Western Indian Ocean Marine Science Association

Distribution of pathogenic Vibrio cholerae strains in aquatic environments in coastal areas of East Africa: Implication to cholera outbreaks and control

Lead Institution: University of Dar es Salaam (UDSM)
Project Country:
Investigators: Charles Lugomela
Project Summary:

At present, the predominant portion of the World’s cholera cases occur in Africa, particularly in socio-economically frail areas. The bacterium causing cholera, Vibrio cholera, is a marine organism and coastal waters are important reservoirs of the organism. The objective of this project was to elucidate the ecology of the pathogenic V. cholerae strains, O1 and O139, and the relationship between the cholera outbreaks with environmental indices in the coastal regions of East Africa.

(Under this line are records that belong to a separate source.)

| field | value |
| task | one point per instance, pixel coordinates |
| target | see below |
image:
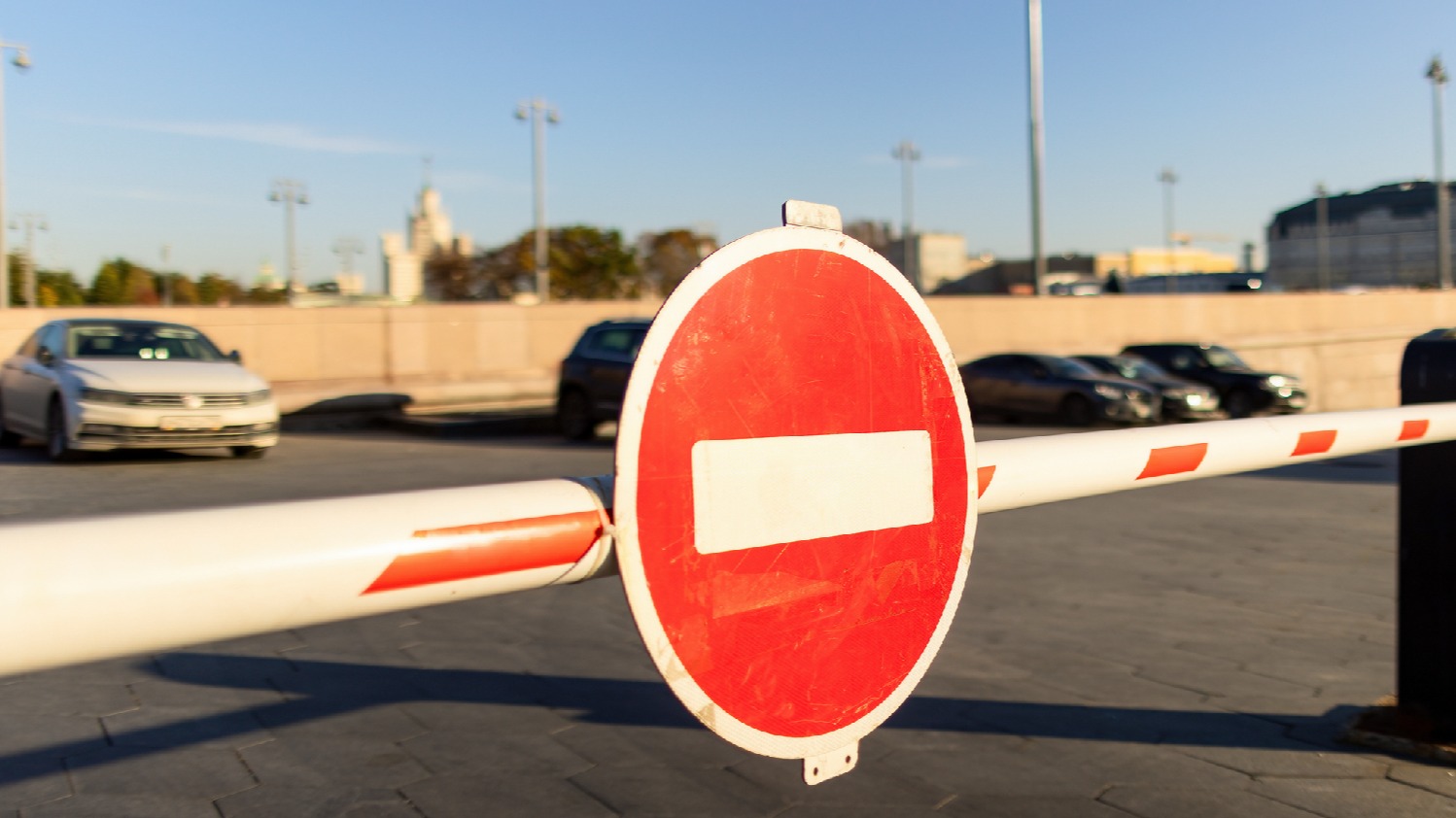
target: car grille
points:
(208, 400)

Since an understanding of the social implications of, and coping strategies for cholera outbreaks at district and community levels are imperative for improved cholera prevention and control, these were also analyzed.

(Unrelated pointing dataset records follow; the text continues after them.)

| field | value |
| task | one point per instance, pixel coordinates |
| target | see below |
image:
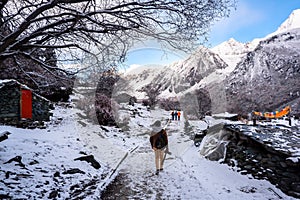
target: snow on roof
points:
(3, 82)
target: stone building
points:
(18, 103)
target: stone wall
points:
(40, 108)
(252, 157)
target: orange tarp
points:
(26, 104)
(276, 114)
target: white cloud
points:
(241, 18)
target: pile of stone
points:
(266, 152)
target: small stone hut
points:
(19, 102)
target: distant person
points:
(172, 114)
(159, 142)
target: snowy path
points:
(186, 175)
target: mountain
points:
(177, 78)
(269, 76)
(260, 75)
(292, 22)
(232, 51)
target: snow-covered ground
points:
(48, 157)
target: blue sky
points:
(251, 19)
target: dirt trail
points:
(136, 178)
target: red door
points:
(26, 104)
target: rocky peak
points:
(292, 22)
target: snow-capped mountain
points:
(268, 77)
(292, 22)
(175, 79)
(232, 51)
(262, 74)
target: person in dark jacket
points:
(159, 142)
(172, 114)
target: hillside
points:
(262, 74)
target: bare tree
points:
(152, 92)
(104, 28)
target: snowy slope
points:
(233, 52)
(292, 22)
(175, 79)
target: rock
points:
(90, 159)
(17, 159)
(56, 174)
(74, 171)
(283, 164)
(53, 194)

The study, applying interdisciplinary approach, was conducted in three coastal regions of Tanzania and one in Kenya, i.e., Pwani, Dar es Salaam and Tanga (Tanzania) and Kwale County (Coast Province in Kenya). Identification and characterization of both isolated and uncultured V. cholerae were performed using standard microbiological and molecular, PCR based, techniques. Data on the number of cholera cases and mortality as well as meteorological parameters were obtained from national data bases. Environmental factors were determined using standard oceanographic methods, in addition to remote sensed data. Assessments of social and economic factors were conducted using a combination of participatory and a questionnaire surveys techniques.

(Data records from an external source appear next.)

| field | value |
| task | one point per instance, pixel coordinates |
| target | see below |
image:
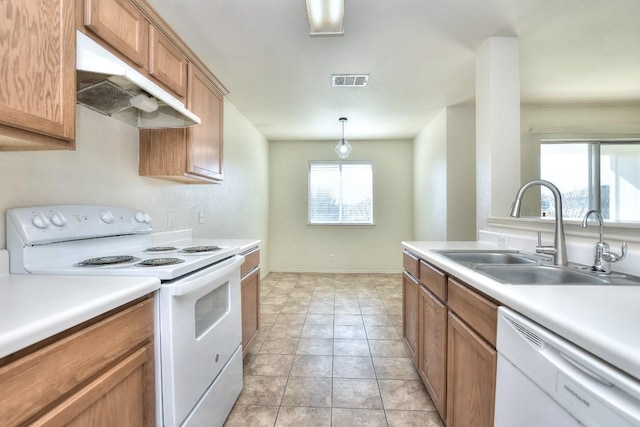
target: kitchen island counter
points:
(604, 320)
(35, 307)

What were the problems the project intended to address?:

The first reported cholera epidemic in East Africa occurred in 1836 and was confined to the Indian Ocean coast (Olago et al., 2007). There were no reported cases of cholera in Africa for 100 years, between 1870 and 1970 (Waiyaki, 1996). Since the seventh and present pandemic, which began in South Asia in 1961 and reached sub-Saharan Africa in the 1970’s, all East African countries have been affected by outbreaks Olago et al., 2007; Gaffga et al, 2007; Emch et al., 2008). Following the seventh pandemic, the major epidemics in East Africa occurred in 1974 and 1977. Since then, sporadic epidemics have been re-occurring, especially during the rainy seasons and in areas with poor sanitation (Mhalu et al., 1979; Urassa et al., 2000; Acosta et al., 2001). A recent study from South-eastern Africa show significant exponential increase of cholera rates in humans (Paz, 2009).
Studies on the association between cholera outbreaks and environmental factors in East Africa are limited to the Lake Victoria Basin (Olago et al., 2007; Shapiro et al., 1999). Interestingly, as early as 1876, Christie associated cholera epidemics along the East African coasts with the onset of the monsoons winds (Christie, 1876). However, there has been no study investigating the distribution of V. cholerae in coastal waters of East Africa in association with environmental parameters. Based on the increasing awareness of the aquatic environment for the V. cholera life cycle, the present study aimed at analyzing the link between environmental factors (biotic and abiotic) as well as socio-economic factors and cholera epidemicity in coastal regions for improved control of the disease. Some of the major ecological research questions we also asked were; could V. cholerare be detected in the environment of the coast of Tanzania? Where in the environment, in zooplankton, phytoplankton, free living in the water or associated with sediment? If so, were the strains detected in the environment pathogenic? Were the strains detected in the environment the same as those identified in cholera patients? Furthermore, this study assessed the social economic factors, such as awareness of cholera symptoms, awareness of cholera prevention, accessibility to clean water, latrines coverage, and population density and perceptions of how cholera is spread and knowledge about cholera control.

Project Objectives:

1. To identify and characterize both isolated and uncultured V. cholerae O1 and O139 from selected aquatic environments along the coastal region of Tanzania and Kenya
2. To compare V. cholerae isolated from aquatic environments with clinical isolates
3. To determine environmental factors and fecal bacterial contamination indicators associated with V. cholerae prevalence in aquatic environments
4. To assess the social and economic factors which contribute to cholera outbreaks near coastal aquatic environments in Kenya and Tanzania coastal regions

Study Sites:
Publications:

Shakuru Yunusu, Assessment of risk factors related to cholera and coping strategies in Tanzania: rural urban comparisons – the case of Korogwe District and Temeke Municipality. MSc. Thesis, University of Dar es Salaam, 2011.